Methods Eighty-four social drinkers took part in two studies that followed a counterbalanced repeated measure design. Fifteen men and 33 women were tested the morning (09:00, 11:00 or 13:00?h) following normal/usual alcohol consumption and the morning after no alcohol consumption; the order of testing was counterbalanced. In a second study, 36 participants (18 men and 18 women) were

tested after receiving alcohol to attain a blood alcohol concentration of 0.08%, and after no alcohol administration, the order of testing was counterbalanced. In both studies, participants completed Selleck R406 a task battery of memory, reaction time and attention tasks. Results Alcohol had no effect on the free recall task and the spatial attention task.
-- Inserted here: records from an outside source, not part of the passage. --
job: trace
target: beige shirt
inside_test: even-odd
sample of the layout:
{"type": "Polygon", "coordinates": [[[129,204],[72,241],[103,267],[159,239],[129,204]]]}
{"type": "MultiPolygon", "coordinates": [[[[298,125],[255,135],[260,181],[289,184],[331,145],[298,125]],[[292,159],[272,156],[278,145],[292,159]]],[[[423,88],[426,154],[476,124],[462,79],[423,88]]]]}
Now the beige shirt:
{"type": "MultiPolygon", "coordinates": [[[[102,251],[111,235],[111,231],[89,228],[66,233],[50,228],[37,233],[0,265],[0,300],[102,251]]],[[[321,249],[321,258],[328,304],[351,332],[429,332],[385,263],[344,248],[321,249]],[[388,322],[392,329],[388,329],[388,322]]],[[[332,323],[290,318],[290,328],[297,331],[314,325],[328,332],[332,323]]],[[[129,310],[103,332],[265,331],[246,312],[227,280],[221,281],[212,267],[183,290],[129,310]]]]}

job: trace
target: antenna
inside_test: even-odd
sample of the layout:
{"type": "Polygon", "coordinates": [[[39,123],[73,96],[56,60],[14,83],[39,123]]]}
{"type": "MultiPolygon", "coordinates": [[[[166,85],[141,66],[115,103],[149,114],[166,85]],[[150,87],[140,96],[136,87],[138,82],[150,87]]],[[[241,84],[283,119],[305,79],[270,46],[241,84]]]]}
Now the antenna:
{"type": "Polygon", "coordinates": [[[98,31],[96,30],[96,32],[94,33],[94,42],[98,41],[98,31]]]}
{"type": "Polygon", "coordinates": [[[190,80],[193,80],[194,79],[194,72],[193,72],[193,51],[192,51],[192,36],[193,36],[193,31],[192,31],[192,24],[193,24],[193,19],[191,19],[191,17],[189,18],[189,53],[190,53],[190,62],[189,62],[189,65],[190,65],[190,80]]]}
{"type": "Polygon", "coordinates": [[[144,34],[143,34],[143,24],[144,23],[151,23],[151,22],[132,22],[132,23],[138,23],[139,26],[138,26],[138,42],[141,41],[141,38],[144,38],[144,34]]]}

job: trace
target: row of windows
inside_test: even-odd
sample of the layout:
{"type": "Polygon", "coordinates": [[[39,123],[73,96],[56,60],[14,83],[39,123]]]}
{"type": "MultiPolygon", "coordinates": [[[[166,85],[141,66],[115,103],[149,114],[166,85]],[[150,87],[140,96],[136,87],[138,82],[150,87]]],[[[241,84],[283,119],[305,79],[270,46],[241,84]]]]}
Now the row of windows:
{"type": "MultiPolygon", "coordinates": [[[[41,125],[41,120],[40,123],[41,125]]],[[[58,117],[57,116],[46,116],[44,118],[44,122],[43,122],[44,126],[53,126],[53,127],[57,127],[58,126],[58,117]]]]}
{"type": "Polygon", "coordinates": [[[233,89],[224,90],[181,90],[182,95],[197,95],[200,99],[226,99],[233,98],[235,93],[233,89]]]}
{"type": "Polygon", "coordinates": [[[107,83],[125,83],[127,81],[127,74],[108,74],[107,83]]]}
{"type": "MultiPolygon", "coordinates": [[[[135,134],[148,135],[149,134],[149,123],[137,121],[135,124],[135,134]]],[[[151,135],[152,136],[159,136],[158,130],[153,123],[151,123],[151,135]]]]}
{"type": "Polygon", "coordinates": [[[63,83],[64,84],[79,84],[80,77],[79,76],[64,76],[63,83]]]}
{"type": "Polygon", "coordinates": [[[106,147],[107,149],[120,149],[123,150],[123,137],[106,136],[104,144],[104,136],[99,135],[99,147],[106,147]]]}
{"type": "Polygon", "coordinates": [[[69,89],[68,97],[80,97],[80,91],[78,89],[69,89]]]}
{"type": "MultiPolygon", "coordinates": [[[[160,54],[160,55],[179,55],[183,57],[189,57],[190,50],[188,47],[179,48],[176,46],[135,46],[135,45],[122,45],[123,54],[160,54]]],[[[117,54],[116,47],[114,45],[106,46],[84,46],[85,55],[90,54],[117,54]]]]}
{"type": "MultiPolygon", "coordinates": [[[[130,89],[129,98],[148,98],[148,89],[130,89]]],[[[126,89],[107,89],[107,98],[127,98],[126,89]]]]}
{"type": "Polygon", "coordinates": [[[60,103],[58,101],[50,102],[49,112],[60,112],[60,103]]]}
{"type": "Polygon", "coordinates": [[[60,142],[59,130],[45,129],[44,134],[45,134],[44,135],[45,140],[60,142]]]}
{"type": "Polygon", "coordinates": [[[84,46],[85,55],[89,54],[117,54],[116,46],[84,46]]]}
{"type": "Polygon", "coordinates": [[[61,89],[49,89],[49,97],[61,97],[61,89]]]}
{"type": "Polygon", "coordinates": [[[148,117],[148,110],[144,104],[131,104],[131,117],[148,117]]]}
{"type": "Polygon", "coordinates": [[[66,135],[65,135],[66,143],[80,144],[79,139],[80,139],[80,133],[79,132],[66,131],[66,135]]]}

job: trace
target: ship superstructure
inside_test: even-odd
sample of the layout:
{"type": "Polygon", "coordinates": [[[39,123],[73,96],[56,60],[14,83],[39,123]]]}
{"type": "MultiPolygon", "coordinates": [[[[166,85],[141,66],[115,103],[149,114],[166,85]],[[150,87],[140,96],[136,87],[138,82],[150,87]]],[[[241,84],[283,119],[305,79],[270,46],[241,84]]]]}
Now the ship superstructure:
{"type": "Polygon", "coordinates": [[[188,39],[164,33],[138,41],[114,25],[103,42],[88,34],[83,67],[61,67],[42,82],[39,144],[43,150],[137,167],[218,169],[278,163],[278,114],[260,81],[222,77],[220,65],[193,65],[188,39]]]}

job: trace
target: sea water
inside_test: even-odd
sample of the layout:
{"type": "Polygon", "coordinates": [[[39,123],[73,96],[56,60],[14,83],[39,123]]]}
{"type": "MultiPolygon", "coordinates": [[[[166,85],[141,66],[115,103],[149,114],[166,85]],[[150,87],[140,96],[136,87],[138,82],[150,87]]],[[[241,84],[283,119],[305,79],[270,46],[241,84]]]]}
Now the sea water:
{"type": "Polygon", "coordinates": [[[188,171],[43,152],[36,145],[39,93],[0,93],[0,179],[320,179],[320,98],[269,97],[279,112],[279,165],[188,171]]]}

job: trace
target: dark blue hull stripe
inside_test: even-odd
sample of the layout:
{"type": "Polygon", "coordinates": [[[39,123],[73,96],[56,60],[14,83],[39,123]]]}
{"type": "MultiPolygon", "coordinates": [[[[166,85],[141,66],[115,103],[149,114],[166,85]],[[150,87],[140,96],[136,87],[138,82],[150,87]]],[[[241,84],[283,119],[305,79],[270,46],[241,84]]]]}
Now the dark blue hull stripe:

Alcohol consumption, either acute or the next day, significantly affected reaction time, divided attention, selective attention and Stroop interference. The impairments during intoxication and hangover were of comparable magnitude. Performance on tasks of delayed recognition and irregular interstimulus reaction time was worse during hangover when compared with intoxication. Conclusion It is evident that awareness JNK-IN-8 needs to be raised

that performance the morning after alcohol consumption is at the same level if not worse than when participants are at the legal limit for driving (0.08% blood alcohol concentration). Copyright (c) 2012 John Galardin in vitro Wiley & Sons, Ltd.”
“Traditionally, medical therapy for epilepsy has aimed to suppress seizure activity, but has been unable to alter the progression of the underlying disease. Recent advances in our understanding of mechanisms of epileptogenesis open the door for the development of new therapies which prevent the pathogenic changes in the brain that predispose to spontaneous seizures. In particular, the mammalian target of rapamycin (mTOR) signaling pathway has recently

garnered interest as an important regulator of cellular changes involved in epileptogenesis, and mTOR inhibitors have generated excitement as potential antiepileptogenic agents. mTOR hyperactivation occurs in tuberous sclerosis complex (TSC), a common genetic cause of epilepsy, as a result of genetic mutations in upstream regulatory molecules. mTOR inhibition prevents epilepsy and brain pathology in animal models of TSC. mTOR dysregulation has also been demonstrated in a variety of other genetic and acquired epilepsies, including brain tumors, focal cortical dysplasias, and animal models of brain injury due to status epilepticus or trauma. Indeed, mTOR inhibitors appear to possess antiepileptogenic properties in animal models of acquired epilepsy as well. Thus, mTOR dysregulation may represent a final common pathway in epilepsies of various causes.